Over the last 12 months I could feel that I was ready to go back to full-time work. As I sat with this I could feel how important it was to acknowledge and appreciate myself, the choices I am now making and how the way I care for and nurture myself has supported me in such a way that I am now back in full-time work again, and I am loving it. What I was feeling and observing in my body was key to the choices I was making; choices that I discovered were vital to supporting me in and with my work and how I experienced it. These examples stood out initially as I was learning to listen to and take notice of what my body was saying.

I always felt particularly exhausted after working a morning shift. I would get home and lay on the sofa, fall asleep, wake up for dinner and then fall asleep on the sofa again to wake up and to go to bed.

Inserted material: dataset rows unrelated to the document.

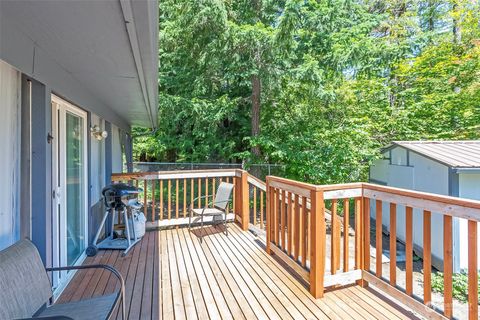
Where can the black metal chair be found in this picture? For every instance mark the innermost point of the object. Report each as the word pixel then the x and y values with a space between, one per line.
pixel 26 292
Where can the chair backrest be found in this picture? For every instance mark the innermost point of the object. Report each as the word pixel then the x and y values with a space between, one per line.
pixel 24 284
pixel 222 197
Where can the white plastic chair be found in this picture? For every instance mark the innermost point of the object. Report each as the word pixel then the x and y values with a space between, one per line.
pixel 219 205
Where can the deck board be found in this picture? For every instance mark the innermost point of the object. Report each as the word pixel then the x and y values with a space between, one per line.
pixel 204 274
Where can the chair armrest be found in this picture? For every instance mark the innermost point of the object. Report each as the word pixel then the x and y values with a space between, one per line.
pixel 197 198
pixel 97 266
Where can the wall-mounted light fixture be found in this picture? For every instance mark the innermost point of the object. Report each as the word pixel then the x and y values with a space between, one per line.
pixel 97 133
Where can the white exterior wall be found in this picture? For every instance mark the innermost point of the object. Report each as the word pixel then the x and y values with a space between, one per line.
pixel 97 164
pixel 117 154
pixel 422 174
pixel 10 159
pixel 469 187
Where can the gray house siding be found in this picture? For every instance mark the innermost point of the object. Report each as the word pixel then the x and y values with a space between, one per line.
pixel 408 169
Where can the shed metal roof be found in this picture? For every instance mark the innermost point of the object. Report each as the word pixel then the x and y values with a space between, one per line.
pixel 455 154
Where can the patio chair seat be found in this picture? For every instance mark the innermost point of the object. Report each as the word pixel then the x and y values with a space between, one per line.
pixel 93 308
pixel 208 211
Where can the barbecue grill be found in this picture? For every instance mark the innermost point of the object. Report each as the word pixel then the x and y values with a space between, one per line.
pixel 120 199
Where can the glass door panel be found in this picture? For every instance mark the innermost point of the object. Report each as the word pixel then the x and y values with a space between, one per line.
pixel 75 186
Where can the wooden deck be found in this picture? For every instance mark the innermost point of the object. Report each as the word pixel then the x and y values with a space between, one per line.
pixel 172 274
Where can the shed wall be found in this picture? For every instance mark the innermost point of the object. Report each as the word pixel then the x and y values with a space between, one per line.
pixel 421 174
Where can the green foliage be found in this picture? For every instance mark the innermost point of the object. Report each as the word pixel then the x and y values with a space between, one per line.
pixel 339 79
pixel 459 283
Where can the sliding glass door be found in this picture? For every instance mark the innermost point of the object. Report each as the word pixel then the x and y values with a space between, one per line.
pixel 70 183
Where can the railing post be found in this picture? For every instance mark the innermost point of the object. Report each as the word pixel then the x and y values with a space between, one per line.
pixel 366 238
pixel 268 213
pixel 242 199
pixel 317 247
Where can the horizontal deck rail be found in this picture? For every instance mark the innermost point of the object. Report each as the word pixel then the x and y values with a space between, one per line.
pixel 296 232
pixel 168 195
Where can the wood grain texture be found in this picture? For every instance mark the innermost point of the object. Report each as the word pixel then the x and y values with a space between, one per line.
pixel 447 267
pixel 472 270
pixel 409 250
pixel 393 244
pixel 427 257
pixel 346 221
pixel 378 238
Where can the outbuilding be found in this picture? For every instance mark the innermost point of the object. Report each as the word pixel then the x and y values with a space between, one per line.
pixel 449 168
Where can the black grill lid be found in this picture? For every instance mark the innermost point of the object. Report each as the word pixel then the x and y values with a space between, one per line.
pixel 120 190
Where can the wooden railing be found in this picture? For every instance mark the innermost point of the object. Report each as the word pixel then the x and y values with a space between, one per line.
pixel 257 202
pixel 297 233
pixel 295 216
pixel 426 204
pixel 167 195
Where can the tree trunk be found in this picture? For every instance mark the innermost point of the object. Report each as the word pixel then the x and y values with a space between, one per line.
pixel 256 91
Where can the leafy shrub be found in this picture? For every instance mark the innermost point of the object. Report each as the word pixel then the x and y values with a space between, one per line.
pixel 459 282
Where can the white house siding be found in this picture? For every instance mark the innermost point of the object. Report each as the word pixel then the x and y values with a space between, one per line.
pixel 97 164
pixel 422 174
pixel 399 156
pixel 10 159
pixel 469 187
pixel 117 150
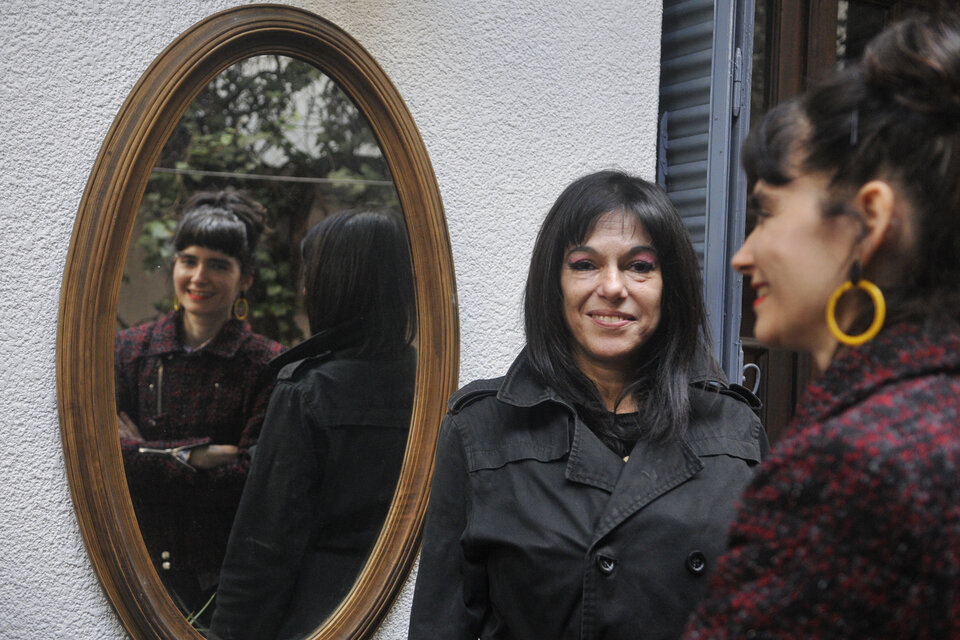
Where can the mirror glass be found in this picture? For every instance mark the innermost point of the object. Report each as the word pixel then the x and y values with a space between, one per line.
pixel 279 130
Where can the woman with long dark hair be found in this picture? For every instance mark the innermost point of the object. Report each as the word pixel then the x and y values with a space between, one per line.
pixel 852 528
pixel 192 389
pixel 587 493
pixel 329 457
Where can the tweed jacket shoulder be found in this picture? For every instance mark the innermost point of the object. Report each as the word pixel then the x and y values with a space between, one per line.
pixel 217 394
pixel 852 528
pixel 536 529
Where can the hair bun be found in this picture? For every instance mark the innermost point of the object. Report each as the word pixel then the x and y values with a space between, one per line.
pixel 916 64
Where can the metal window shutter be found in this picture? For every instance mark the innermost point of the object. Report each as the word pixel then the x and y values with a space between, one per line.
pixel 702 76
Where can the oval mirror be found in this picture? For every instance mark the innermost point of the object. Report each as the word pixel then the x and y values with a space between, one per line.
pixel 330 132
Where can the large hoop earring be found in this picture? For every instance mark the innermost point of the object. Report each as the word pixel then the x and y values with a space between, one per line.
pixel 879 311
pixel 240 308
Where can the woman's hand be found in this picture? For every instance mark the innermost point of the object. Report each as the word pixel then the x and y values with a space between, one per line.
pixel 210 456
pixel 128 429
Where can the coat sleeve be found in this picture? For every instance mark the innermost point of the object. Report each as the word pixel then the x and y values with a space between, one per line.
pixel 220 485
pixel 450 597
pixel 811 554
pixel 273 523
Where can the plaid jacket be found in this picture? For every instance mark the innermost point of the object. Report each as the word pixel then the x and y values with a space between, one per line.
pixel 852 528
pixel 217 394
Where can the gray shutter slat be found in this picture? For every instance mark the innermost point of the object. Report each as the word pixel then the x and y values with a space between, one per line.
pixel 686 75
pixel 696 157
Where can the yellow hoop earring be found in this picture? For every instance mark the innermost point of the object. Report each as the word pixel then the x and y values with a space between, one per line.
pixel 879 313
pixel 240 308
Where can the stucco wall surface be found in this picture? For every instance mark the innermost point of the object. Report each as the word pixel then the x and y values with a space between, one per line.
pixel 513 99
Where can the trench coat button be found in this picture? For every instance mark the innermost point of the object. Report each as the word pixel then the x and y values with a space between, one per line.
pixel 606 565
pixel 696 562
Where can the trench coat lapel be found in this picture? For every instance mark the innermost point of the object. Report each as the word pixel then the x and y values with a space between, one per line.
pixel 652 469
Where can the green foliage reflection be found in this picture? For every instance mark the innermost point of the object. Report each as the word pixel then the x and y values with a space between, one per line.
pixel 282 130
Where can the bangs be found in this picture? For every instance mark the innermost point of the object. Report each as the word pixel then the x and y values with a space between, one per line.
pixel 213 229
pixel 770 150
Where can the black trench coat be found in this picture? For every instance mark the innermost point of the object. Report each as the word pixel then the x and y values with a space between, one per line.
pixel 536 529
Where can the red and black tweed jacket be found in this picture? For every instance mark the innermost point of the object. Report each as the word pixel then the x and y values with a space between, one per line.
pixel 217 394
pixel 851 529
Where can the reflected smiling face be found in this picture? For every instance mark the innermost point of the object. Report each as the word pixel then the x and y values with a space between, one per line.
pixel 612 287
pixel 207 281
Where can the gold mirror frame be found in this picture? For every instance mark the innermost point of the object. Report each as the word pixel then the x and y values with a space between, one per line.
pixel 91 286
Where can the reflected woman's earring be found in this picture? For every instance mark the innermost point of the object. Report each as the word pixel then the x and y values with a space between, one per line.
pixel 879 309
pixel 240 308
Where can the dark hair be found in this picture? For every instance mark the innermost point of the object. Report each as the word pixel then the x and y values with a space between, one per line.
pixel 229 221
pixel 669 358
pixel 894 116
pixel 356 270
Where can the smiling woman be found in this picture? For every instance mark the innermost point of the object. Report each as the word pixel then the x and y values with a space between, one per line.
pixel 192 389
pixel 600 444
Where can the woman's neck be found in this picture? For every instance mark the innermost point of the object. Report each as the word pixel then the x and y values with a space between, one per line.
pixel 198 330
pixel 610 384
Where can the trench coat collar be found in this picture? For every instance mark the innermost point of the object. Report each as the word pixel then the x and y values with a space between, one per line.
pixel 339 338
pixel 167 337
pixel 651 470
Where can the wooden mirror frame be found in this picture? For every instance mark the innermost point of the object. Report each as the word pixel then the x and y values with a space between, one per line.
pixel 91 286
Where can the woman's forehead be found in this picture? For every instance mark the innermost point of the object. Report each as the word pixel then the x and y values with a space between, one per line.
pixel 620 223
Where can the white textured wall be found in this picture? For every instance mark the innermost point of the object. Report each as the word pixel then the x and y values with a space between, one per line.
pixel 514 100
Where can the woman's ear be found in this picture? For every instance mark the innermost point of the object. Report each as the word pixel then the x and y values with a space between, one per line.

With this I did two things. I began to go for a walk after work as well as put myself to bed when I felt tired, which was often before 9pm.

The key here is how I went for a walk and how I went to bed. When I walked, I walked in a way that was how my body wanted to walk. If I felt vital I would walk with more of a pace. When feeling tired and tender I would walk with more delicacy.

Going to bed began about 6pm when my focus became about winding down from my day and not getting hooked into activities that were too stimulating, such as watching TV.

I also observed that when I watched TV I could easily ignore those tired signals, whereas without TV I more easily check into what my body is saying, and honour it. I also observed that if I watched TV I was more tired.

This can be challenging when at work, but I just acknowledged what my body was feeling and worked in a way where I did not push myself. Within a short period of time I was no longer tired after work and had plenty of energy to complete my days, even if I was working late.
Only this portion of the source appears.